P.S. The definition of "Information Resource" stinks. It allows postal mail to be considered an "Information Resource" (and if that's allowed, then the example of paper documents not being IRs is wrong since they can be mailed).

I think this is a reasonable compromise. I'd rather that HTTP URIs only referenced things you can get with HTTP but given the widespread existing usage it would be a Canute-like action to rule otherwise.
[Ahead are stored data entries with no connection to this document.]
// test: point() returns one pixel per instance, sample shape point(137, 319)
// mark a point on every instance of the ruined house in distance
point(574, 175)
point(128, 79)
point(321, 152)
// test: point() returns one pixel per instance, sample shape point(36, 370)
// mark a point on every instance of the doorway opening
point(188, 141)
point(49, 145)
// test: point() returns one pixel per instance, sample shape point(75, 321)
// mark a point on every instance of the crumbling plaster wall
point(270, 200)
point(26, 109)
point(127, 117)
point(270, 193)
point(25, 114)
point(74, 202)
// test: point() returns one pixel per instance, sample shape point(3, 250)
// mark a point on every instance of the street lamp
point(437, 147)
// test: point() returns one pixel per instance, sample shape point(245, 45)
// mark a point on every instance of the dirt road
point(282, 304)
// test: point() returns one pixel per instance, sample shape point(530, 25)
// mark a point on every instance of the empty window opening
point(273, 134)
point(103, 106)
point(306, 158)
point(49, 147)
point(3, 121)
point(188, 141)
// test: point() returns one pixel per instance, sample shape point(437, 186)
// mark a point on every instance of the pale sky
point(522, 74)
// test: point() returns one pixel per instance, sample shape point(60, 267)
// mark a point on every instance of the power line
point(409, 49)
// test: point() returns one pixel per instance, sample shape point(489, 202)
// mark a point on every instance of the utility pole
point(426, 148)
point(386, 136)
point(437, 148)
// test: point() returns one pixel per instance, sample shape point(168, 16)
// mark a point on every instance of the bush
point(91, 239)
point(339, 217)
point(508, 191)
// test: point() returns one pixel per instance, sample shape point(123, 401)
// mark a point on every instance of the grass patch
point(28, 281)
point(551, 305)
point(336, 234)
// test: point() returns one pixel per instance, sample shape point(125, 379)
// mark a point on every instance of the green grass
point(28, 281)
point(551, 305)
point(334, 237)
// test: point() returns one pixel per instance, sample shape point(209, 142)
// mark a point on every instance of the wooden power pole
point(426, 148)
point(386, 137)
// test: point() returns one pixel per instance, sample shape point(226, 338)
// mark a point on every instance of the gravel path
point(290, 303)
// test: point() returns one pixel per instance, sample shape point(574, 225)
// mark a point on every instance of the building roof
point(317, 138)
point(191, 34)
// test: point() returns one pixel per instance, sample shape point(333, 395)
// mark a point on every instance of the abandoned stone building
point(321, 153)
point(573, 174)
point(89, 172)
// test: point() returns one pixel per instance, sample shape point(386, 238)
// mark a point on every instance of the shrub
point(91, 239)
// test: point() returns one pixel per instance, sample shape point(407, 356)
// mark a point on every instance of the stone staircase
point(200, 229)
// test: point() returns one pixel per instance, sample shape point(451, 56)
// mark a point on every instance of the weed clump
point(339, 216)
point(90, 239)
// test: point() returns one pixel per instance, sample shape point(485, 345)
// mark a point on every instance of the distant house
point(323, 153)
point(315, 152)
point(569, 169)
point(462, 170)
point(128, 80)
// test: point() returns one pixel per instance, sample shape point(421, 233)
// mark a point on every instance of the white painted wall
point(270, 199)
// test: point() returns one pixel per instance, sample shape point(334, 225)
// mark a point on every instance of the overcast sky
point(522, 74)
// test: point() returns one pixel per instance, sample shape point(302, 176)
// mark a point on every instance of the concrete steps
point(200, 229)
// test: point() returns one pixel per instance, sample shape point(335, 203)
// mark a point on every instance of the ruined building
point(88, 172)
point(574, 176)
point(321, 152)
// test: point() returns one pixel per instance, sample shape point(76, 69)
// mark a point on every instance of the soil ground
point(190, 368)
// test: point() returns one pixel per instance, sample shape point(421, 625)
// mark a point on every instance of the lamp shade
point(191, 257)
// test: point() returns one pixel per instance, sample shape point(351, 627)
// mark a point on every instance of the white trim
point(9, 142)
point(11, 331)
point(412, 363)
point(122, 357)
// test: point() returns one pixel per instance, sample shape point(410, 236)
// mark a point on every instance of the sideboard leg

Is there a formal write-up anywhere, yet? The TAG issues document doesn't seem to reference one but maybe that's coming.

Do the same rules apply to HTTP URIs with fragment identifiers? I.e., is it that if you can GET the document and it is of a type for which fragment identifiers make sense and the document contains a fragment with that ID then it references that fragment, otherwise you don't know what it references?

To people not deeply immersed in the RDF world view, it seems very peculiar that an HTTP URL might deliberately not refer to an electronic document whose representation is downloadable using HTTP.

I quite like the conventions used in ISO topic maps, where they distinguish between using a URI to identify a resource (electronic document), and using a URI to identify a subject (= concept, topic). Subject indicators might or might not be derefenceable. For example, I can use http://topicmaps.org/1.0/languages.xtm#en as a subject indicator for the English language, without raising the question of whether one can download the English language by feeding this resource in to a web browser. Obviously RDF does the same, but topic maps make the distinction explicit.

I personally am convinced the resource http://www.alleged.org.uk/pdc/ is not me and I am not http://www.alleged.org.uk/pdc/, but I would more relaxed about being identified by the subject indicator http://www.alleged.org.uk/pdc/. But then maybe I am strange: I also object to our office convention of giving one's computer the same name as oneself.

Never mind... I guess that's what 303 is for. I still don't like it, but I guess that's why it is a compromise.

Bit of a rabbit out of the hat this. I didn't expect a resolution to httpRange-14 in this lifetime, yet it does seem a reasonable compromise. I assume a Note or somesuch will follow. I'm curious about the implications for namespaces, especially those for schemas - are they information resources or other-things? (I'd guess 303 to the schema doc).

The Topic Maps point is an interesting one, though I think I'd describe the RDF case the other way around: RDF in itself doesn't really understand HTTP so the notion of (non-)dereferenceability is orthogonal. But then again, maybe this resolution can bring RDF & HTTP closer (along the lines of URIQA)?

This page looks really bad as a pdf document.

I don't think this compromise helps much. My objection is that Cars are Information Resources and Documents are Objects Too. From that post: "The boundry between matter and information is fuzzy and indistinct. DNA is information but it is a molecule as well. Ink is a chemical liquid that dries on paper but can also be text. In the end, I think it will turn out the distiction between object-documents like those about cars and document-objects like the Declaration of Independence or the Mona Lisa will turn out to be personal and context dependent. The real distinction is between those things that now have an HTTP interface, and those that do not yet have one."

I've improved the PDF. It still has a couple of badly filled paragraphs, but nothing as awful as that list was. Thanks, Jimmy!